Youth Journalism Institute students from left to right: Ana Fadul, 15, from Bogota, Colombia attends St. George's School of England. Owen Ferguson, 20, attends University of Aberdeen in Scotland, UK. Bilge Nur Güven, 17, attends Cevre High School in Istanbul, Turkey. Norah Springborn, 16, attends Pekin High School in Illinois. Regina Lopez, 16, attends Liceo Mexicano Japonés in Mexico City. Parnian Shahsavary, 18, attends Hoda All-Girls High School in Tehran, Iran. (Photos courtesy of YJI students)
London Central Secondary School

Youth Journalism International provides all students with opportunities and a community

As news evolves over time, so do the journalists reporting it. For young reporters growing up in the digital era, location and age are two barriers that no longer exist. Today, there are various opportunities for young writers across the globe. 

Jackie Majerus, the executive director of Youth Journalism International is one among many who have opened doors for young journalists. She has dedicated her profession to mentoring young reporters, providing them with an international platform to publish their work. She strives to provide equal opportunity to all students regardless of what race, class, ethnicity, or country they originated from. 

“YJI empowers young people to tell stories from their communities,” she said. 

Examples of pieces published on Youth Journalism International include an award-winning series on teen suicide, an investigation on the mental health impacts of the COVID-19 pandemic  and a view inside the Myanmar protests

Youth Journalism International started as an educational nonprofit based in Bristol, Connecticut. Majerus said it started as a “tiny group that met in the upstairs conference room at the local paper’s office.”

Since then, it has grown to be an international family of reporters, illustrators and photographers. 
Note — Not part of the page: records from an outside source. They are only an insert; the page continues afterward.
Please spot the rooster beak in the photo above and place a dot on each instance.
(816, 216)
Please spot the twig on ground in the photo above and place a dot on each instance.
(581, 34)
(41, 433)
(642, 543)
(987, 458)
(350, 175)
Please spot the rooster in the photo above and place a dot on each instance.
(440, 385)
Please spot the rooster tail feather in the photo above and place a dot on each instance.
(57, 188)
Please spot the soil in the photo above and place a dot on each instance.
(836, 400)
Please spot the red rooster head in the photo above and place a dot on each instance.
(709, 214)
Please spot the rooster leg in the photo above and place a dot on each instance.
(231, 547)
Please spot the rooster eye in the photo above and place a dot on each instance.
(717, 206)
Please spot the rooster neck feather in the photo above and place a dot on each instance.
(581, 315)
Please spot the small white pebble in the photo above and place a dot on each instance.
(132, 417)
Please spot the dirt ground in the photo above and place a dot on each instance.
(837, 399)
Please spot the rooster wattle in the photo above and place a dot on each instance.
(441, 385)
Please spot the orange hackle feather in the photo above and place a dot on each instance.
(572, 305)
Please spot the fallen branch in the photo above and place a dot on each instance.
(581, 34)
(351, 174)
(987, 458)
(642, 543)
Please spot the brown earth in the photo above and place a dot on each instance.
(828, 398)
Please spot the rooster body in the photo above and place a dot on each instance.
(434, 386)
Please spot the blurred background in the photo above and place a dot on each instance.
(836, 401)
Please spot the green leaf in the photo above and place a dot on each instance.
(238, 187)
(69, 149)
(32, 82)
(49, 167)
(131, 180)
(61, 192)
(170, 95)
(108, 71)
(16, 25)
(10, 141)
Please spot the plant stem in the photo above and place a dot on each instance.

Majerus said she co-founded YJI with Steve Collins in 1994 after her editor at the time, Frank Keegan, pitched the idea. 

Although Keegan believed in youth being the leaders of tomorrow, he didn’t want to work with them, so Majerus took on the role. 

After she published an award-winning piece with 12 students on teen suicide, she said she realized how fulfilled she felt working with student journalists. 

“I love YJI so much that a decade ago, I devoted myself full time for no pay, to give everything I’ve got to make YJI flourish,“ Majerus said. ”I turned this little nonprofit into a global force for good.”

When asked about her experience being a student journalist, she shared a story about running an “underground newspaper” in her senior year of high school, rebelling against her school administration’s wishes. 

Majerus said she started the newspaper after three boys from her school press clashed over her selected editor position. 

According to Majerus, her school newspaper administrator didn’t want to deal with the conflict and only wanted a student editor to be the figurehead. 

“So, I ended up quitting the paper. I started my own little paper,” she said. “I had a really successful senior year as an underground journalist, where I put out a newspaper every two weeks, with a few of my friends.” 

Although student press freedom has come a long way since then, censorship is still a prominent issue today. 

Majerus said a YJI student turned to her after the school administration took down his story featuring a new gay, straight alliance club on his campus. The situation ended with Majerus writing a letter to the school to inform them about the legal freedoms of a journalist. 

For young reporters stuck between adhering to school administration and publishing the truth, Majerus advised them to just go for it. 

“If they can’t get it in their school newspaper, there are a couple of avenues that are open to them,” Majerus said. “Sometimes, it’s important that the story gets out.” 

Examples of alternatives for a school newspaper include pitching it to online news organizations and the local paper. 

For young emerging journalists looking for opportunities, Youth Journalism International provides an annual writing contest for reporters, photographers and illustrators ages 19 and under. 

Majerus said there weren’t any writing contests available for her growing up. Because trophies always went to the athletes, she wanted to create opportunities for writers. 

The annual YJI contest recognizes outstanding journalism achievement. Winners of the top five categories — student of the year, educator of the year, courage in journalism, top news, and commentary story — receive a crystal globe trophy. Aside from the main categories, there are a dozen more that award a custom-made certificate to winners. 

Majerus said she gets emotional reading the letters from students nominating their teacher for the educator of the year. She said students describe their journalism class as their family. 

“It’s like going home,” she said.

The sentiment of community and home is greatly emphasized in YJI. 

“When you join YJI, you become a part of a network of passionate student journalists,” Katrina Machetta, a YJI student said. “And most important of all, you become a part of a family.”